Processing crystalline silicon and using the semiconducting effect form the basis of both industries. Processes of semiconductor fabrication are also found in solar cell fabrication, although processing microelectronic wafers is more precise. In crystalline silicon solar cell production typically five to seven process steps are applied in a linear sequence to the bare wafer, before the processed wafer is cut and used to build-up photovoltaic modules. Whereas in microchip fabrication there are up to 400 process steps before the array of microchips on the silicon wafer is finished and can be cut, packaged, and bound to electrical connections. These 400 process steps are run in about 12 specialized process areas, which require the wafer to circulate in the area of production. The different structure of production results also in very different times required to complete production (“cycle time”).
Fig1
One reason for the higher values of ecoinvent data by comparison with DRAM wafer production according to M +W Germany data is the assumption for the yield. ecoinvent takes a value of 55%, which represents the average of several widely ranged literature values. This value is unrealistic in current practice and as an average, since at such a low yield the process cannot be operated economically.

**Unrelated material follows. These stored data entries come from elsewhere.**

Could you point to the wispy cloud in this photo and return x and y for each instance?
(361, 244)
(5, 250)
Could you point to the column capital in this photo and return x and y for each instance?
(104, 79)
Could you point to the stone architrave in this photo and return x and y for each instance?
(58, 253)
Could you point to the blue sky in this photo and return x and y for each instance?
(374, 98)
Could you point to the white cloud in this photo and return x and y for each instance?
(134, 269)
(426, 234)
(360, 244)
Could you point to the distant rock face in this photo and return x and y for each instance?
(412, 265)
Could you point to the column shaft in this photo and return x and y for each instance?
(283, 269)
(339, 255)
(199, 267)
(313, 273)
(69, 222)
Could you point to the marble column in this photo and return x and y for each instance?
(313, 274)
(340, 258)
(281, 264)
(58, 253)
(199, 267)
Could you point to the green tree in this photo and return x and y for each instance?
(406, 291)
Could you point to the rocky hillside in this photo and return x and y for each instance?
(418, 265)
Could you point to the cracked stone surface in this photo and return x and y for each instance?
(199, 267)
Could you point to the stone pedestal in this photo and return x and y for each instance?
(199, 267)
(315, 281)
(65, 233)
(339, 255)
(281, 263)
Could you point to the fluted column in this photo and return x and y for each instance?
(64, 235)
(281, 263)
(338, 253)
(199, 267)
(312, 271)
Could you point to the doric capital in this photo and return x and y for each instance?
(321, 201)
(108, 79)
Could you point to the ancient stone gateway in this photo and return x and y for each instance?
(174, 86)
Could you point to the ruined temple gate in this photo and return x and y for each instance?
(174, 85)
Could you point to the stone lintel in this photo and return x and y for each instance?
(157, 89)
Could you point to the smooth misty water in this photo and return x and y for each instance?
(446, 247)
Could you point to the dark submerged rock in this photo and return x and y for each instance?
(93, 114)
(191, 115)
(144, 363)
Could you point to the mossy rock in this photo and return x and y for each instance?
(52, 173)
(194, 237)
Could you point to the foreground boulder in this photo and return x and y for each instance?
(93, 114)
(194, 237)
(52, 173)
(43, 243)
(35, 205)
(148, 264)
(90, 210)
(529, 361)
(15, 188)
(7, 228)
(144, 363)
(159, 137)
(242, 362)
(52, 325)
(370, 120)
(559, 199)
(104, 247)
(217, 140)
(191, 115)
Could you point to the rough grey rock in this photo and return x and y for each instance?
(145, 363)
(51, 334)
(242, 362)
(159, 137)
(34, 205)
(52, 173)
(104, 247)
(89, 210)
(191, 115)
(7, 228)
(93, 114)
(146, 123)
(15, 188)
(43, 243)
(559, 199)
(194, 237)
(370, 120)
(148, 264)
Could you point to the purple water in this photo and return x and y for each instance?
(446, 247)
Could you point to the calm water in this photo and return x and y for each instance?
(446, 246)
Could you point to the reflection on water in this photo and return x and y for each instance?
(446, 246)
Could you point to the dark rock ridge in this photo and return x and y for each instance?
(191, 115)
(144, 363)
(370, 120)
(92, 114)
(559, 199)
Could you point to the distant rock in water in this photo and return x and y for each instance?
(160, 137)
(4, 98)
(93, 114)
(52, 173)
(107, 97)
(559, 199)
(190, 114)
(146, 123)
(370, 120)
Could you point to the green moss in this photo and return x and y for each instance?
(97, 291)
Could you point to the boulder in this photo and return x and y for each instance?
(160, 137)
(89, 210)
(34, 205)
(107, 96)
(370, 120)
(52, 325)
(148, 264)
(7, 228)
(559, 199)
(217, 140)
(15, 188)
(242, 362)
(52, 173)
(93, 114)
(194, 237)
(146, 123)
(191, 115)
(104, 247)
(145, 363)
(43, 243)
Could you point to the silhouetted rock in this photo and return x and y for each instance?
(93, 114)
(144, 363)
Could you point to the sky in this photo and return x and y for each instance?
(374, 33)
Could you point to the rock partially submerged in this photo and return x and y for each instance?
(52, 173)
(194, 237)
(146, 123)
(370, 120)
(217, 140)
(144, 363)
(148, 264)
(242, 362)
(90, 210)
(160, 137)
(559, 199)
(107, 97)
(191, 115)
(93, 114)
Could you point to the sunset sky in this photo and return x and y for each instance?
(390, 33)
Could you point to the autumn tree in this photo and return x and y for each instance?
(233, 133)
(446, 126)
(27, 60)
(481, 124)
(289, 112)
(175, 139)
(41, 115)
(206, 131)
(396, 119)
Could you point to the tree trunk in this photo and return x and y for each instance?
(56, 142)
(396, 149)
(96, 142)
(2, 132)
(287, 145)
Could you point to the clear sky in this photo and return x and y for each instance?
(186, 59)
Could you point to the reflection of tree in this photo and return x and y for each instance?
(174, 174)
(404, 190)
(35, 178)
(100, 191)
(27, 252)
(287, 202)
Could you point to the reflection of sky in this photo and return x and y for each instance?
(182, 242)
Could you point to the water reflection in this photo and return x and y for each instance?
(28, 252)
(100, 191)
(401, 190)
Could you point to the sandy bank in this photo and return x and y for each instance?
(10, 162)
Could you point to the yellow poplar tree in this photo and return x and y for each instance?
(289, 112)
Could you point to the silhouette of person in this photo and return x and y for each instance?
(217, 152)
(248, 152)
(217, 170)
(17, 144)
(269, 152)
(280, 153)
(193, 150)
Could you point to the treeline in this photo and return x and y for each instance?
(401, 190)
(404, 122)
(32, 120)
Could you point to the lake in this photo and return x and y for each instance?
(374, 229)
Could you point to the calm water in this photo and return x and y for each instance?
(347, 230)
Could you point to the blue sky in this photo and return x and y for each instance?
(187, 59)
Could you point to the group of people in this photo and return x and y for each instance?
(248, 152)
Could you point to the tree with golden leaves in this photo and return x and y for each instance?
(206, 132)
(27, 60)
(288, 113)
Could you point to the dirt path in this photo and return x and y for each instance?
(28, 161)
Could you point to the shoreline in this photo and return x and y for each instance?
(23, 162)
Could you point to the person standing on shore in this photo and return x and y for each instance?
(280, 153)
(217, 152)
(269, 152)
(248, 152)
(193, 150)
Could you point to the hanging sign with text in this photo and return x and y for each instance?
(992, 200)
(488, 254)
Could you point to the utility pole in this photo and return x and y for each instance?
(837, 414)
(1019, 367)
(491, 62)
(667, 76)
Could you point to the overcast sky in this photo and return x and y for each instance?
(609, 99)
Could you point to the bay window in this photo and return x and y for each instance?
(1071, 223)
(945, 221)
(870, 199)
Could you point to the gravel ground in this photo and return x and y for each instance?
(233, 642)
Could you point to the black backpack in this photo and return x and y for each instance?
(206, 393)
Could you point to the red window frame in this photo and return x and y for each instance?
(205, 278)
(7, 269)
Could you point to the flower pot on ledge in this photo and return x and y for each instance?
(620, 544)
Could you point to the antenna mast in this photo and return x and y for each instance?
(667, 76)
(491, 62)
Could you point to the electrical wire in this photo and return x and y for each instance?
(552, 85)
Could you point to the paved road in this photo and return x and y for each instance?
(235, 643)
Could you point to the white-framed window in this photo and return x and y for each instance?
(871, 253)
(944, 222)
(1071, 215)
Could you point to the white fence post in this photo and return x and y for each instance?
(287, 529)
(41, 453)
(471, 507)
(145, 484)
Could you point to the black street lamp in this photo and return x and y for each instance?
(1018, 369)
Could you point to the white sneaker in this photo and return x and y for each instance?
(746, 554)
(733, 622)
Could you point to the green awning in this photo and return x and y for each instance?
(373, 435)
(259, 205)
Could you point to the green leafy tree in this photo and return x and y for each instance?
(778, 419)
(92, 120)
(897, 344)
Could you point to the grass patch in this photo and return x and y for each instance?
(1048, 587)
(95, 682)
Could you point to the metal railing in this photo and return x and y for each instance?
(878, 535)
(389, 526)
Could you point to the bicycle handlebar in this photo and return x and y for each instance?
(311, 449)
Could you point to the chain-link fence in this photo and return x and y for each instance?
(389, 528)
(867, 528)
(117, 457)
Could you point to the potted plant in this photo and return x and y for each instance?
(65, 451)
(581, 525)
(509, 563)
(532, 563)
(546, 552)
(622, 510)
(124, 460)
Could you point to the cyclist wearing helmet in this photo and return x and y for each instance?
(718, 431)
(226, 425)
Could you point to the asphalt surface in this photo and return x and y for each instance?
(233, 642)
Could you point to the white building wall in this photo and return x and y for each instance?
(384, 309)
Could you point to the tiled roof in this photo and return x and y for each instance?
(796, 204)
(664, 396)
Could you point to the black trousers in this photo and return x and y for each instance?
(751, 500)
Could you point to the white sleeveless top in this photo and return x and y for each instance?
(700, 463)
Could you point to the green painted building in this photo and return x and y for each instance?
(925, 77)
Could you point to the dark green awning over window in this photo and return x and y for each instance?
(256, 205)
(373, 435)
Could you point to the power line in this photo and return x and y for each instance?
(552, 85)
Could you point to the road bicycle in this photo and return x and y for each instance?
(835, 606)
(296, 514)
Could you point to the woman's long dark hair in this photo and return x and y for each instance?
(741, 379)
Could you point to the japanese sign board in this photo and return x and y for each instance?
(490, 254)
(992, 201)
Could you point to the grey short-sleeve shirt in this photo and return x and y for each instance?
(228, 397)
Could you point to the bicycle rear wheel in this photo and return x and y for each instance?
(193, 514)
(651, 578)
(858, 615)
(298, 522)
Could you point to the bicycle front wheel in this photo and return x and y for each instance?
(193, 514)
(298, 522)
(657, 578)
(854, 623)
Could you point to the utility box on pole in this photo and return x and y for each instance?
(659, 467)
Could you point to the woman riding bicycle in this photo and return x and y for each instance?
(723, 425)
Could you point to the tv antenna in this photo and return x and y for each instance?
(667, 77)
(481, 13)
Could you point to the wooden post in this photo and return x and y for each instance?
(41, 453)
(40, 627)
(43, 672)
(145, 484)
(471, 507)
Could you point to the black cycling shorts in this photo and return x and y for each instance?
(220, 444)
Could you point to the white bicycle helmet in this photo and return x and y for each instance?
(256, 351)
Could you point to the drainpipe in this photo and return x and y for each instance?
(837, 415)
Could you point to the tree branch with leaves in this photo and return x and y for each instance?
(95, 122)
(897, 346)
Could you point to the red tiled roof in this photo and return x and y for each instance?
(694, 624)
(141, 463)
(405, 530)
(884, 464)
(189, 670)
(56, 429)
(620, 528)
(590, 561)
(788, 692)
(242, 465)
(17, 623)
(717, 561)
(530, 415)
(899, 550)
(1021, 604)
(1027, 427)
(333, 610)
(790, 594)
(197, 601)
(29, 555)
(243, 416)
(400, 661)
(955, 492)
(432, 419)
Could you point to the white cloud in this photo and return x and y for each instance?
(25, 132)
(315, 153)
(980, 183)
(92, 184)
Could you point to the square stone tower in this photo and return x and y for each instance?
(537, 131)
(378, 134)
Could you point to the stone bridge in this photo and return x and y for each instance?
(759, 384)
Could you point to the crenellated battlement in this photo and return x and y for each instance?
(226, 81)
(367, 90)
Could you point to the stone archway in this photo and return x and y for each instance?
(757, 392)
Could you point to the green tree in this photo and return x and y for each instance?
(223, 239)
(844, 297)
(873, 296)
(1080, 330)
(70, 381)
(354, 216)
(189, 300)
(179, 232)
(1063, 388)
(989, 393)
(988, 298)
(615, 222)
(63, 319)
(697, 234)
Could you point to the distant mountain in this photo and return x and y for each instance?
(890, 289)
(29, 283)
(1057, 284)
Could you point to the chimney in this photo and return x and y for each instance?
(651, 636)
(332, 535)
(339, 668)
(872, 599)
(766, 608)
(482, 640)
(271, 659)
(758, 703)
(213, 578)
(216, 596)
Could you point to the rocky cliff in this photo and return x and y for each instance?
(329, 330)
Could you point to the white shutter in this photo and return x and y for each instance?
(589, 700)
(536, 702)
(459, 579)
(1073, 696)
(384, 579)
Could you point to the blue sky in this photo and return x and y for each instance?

The low yield is not solely responsible for the differences. Figure 4 shows the results broken down by their contributions. Waste treatment and energy consumption show the biggest differences, at least for DRAM fabrication.
Other differences exist in the data on energy consumption for the wafer processing. The energy consumption for both datasets is composed of electricity and natural gas, the quantity is shown in Table 11. Natural gas consumption especially is 30 to 80 times higher for ecoinvent compared to this study. As ecoinvent assumes the same energy demand for memory and logic wafer fabrication, the quantity for logic wafer seems to be accurate. However, the underlying literature source for ecoinvent refers only to DRAM fabrication, for which the quantity of nearly 100,000 MJ is almost three times higher than M+W Germany data.
A reason for the high-energy consumption in ecoinvent seems to be a lack of data, since only two literary sources were cited. As technology is developing rapidly in semiconductor fabrication, swift improvements in energy efficiency in this field can be expected too, so that the data quickly become outdated.